Sahabat, diri yang menulis ini bukanlah sosok yang bisa dikatakan anggun, berakhlak, ataupun shalihah. Saya hanya wanita biasa yang ingin mencoba menggunggah hati saya sendiri dan sahabat sekalian untuk bersama-sama melakukan perbaikan diri, memantaskan diri dihadapanNya Yang Maha Agung. Mencoba menggunggah hati sahabat untuk senantiasa bersyukur atas apa yang telah sahabat peroleh. Mencoba menggugah sahabat untuk membuka mata dan melihat realita yang jauh lebih miris dariapada kehidupan kita sendiri yang biasanya kita anggap paling miris, padahal di luar sana....masih banyak saudara kita yang kurang beruntung dibandingkan kita semua, mereka yang membutuhkan uluran tangan dan do’a dari kita semua. Sahabat, selipkanlah do’a untuk mereka agar selalau dicukupkan rezekinya oleh Yang Maha Mencukupkan, mereka yang rela kelaparan dan kedinginan, tidak menukar agama Islam dengan sekardus mi instan atau jaminan pendidikan gratis. Mereka yang tetap tegar meskipun angin keberuntungan tidak bertiup ke arah mereka. Mereka yang dipandang sebelah mata, tetapi yang mampu membuka mata hati kita untuk menyadari arti kehidupan yang tak sebatas dunia saja. Dunia hanya semnatara, akhiratlah yang kekal.

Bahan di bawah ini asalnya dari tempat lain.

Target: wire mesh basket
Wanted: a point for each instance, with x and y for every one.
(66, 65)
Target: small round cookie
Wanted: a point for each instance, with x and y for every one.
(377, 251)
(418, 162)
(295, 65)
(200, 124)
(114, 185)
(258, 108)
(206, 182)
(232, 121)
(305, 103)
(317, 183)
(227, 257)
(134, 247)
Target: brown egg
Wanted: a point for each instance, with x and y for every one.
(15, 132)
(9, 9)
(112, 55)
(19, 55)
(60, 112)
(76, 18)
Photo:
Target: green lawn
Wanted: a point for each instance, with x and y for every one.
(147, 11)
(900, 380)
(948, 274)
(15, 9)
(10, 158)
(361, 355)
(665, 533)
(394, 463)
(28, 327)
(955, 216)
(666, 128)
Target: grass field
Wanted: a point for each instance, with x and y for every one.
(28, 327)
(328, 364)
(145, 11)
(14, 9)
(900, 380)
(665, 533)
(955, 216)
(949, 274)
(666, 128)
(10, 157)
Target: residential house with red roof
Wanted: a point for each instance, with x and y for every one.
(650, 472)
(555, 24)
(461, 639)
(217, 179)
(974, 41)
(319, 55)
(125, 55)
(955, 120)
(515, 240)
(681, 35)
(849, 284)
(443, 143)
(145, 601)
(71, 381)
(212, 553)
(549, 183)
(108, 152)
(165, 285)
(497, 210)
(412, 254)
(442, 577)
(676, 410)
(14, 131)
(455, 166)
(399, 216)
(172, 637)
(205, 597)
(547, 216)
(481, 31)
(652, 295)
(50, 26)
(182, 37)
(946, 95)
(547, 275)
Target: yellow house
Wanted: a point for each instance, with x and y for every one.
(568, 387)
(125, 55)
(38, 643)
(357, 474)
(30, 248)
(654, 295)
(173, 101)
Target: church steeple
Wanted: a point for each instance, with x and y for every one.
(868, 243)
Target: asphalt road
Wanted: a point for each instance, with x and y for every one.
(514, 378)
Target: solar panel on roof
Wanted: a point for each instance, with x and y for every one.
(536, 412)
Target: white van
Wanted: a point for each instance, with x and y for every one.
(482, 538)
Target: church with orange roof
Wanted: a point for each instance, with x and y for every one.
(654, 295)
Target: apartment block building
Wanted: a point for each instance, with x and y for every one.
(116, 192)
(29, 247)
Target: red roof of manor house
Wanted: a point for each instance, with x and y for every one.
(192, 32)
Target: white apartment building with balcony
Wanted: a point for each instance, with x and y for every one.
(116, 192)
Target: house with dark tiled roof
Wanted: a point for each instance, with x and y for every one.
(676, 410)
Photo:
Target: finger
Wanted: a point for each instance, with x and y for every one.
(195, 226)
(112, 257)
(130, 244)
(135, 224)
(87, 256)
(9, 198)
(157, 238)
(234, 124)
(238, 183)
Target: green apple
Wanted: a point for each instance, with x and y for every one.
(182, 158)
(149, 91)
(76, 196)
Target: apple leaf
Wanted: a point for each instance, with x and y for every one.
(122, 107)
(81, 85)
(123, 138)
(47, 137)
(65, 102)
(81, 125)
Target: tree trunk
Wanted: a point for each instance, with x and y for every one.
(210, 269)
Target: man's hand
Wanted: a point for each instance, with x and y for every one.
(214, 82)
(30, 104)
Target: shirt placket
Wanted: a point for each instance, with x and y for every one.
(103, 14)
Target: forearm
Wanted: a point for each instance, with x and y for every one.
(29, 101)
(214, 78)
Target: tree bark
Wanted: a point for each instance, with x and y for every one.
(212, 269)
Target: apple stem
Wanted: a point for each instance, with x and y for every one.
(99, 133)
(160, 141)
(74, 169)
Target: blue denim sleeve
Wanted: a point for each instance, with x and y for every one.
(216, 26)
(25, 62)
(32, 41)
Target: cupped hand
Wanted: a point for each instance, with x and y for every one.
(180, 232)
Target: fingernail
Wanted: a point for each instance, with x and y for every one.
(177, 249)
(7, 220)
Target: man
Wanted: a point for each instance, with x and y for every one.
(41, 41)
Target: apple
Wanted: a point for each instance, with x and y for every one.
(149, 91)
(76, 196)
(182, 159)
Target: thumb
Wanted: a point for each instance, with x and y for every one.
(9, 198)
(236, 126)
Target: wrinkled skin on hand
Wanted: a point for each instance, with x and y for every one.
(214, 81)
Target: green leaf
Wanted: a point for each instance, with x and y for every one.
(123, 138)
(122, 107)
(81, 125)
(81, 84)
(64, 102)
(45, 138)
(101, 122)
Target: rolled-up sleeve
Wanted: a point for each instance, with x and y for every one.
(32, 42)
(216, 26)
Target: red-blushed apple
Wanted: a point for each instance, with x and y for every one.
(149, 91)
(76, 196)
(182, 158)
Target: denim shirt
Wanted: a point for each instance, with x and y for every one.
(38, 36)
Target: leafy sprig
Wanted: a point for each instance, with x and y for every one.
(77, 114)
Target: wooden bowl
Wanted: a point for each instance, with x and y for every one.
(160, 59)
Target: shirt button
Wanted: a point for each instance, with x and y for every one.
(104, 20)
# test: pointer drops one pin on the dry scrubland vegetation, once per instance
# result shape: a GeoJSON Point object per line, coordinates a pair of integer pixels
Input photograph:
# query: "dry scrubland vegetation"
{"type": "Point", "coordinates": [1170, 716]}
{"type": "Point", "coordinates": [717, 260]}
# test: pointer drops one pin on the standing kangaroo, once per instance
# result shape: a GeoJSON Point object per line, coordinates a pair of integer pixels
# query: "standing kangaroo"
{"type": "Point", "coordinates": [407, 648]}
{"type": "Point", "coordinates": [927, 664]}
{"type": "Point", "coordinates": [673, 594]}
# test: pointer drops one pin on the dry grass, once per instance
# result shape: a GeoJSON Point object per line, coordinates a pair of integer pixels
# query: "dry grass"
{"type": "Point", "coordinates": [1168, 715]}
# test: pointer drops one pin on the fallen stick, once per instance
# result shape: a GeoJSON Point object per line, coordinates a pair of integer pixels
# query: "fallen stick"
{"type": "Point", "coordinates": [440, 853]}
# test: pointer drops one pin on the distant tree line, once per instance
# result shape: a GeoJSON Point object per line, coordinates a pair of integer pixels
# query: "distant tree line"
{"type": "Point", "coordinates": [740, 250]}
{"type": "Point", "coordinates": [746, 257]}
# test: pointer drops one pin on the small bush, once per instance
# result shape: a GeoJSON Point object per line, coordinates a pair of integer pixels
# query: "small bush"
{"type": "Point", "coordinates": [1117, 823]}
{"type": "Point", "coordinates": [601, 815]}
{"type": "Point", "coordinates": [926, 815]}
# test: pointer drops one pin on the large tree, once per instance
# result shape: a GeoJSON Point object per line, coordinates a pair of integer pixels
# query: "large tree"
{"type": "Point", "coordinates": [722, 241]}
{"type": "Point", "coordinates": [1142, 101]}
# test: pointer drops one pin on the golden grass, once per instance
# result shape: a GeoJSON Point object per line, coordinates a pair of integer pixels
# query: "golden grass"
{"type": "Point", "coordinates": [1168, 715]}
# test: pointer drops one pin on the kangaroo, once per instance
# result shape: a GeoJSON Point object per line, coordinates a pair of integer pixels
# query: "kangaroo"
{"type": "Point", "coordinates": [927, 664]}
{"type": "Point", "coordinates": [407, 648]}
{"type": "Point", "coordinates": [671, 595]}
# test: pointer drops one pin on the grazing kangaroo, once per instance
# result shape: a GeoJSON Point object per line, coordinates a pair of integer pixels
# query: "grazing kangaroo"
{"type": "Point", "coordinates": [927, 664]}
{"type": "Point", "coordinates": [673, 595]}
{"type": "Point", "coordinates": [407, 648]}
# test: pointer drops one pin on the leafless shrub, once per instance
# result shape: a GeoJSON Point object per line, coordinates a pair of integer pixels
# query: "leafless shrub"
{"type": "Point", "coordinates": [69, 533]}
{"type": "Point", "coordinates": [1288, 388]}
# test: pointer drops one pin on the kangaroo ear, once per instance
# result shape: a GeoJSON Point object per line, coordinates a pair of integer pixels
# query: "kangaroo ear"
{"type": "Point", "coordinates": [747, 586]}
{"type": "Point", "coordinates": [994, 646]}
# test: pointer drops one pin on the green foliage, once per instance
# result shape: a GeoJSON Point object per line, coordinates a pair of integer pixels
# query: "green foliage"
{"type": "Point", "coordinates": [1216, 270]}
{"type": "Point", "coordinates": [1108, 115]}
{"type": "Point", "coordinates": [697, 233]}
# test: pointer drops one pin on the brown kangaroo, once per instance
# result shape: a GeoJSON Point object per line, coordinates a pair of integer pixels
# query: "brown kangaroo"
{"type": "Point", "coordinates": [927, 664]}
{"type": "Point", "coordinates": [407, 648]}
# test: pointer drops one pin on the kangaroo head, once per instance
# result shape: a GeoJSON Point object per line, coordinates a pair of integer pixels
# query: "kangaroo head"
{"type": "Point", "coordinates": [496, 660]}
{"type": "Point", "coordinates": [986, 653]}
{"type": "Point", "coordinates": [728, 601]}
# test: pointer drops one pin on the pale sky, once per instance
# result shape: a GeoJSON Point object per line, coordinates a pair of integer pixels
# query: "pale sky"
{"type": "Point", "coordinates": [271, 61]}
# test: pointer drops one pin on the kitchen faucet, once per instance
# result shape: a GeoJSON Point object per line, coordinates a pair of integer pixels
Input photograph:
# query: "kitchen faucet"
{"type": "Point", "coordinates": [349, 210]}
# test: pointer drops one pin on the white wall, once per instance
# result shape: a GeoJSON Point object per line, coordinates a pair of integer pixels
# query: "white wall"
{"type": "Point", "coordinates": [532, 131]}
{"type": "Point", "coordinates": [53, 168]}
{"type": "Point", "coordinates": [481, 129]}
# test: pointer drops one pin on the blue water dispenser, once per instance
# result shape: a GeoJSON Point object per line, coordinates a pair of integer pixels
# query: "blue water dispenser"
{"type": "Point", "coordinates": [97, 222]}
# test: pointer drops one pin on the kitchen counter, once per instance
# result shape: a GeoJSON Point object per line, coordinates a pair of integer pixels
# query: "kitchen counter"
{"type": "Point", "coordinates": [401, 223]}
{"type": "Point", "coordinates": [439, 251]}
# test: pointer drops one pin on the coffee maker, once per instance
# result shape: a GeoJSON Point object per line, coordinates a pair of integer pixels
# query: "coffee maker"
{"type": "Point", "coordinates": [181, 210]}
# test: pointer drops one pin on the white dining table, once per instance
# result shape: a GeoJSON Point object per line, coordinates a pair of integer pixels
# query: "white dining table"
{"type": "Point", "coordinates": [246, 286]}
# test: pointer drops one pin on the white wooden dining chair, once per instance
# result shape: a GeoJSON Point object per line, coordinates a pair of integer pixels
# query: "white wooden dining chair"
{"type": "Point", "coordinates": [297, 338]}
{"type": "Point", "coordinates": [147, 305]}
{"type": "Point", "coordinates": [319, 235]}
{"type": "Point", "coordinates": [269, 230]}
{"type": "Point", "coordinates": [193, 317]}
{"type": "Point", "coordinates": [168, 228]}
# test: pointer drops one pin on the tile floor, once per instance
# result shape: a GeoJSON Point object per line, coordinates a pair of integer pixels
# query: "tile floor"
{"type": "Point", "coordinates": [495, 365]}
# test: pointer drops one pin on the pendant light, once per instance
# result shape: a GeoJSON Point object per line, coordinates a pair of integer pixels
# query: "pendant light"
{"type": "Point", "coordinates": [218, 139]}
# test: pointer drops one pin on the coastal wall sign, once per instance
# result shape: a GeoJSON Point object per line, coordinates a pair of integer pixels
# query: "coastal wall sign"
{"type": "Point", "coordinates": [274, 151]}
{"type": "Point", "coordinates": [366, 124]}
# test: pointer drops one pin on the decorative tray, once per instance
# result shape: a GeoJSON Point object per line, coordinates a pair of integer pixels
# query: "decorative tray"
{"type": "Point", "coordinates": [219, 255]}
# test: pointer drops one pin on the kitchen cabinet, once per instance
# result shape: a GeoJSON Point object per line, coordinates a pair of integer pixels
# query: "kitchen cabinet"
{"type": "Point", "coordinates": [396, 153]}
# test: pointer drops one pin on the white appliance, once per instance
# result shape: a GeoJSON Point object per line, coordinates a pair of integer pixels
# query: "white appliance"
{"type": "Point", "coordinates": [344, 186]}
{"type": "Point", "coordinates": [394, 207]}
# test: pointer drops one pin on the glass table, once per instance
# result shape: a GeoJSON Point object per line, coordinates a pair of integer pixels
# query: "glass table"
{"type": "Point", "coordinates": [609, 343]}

Berbagilah dengan mereka dengan apa yang engkau punya, meskipun itu hanya senyuman...
Maafkan segala keterbatasan yang saya punya yang tercermin dari tulisan yang saya buat, sekali lagi saya hanya wanita biasa yang jauh dari kata shalihah. Saya hanya ingin bersama-sama bergerak maju menyambut ridhoNya bersama sahabat sekalian.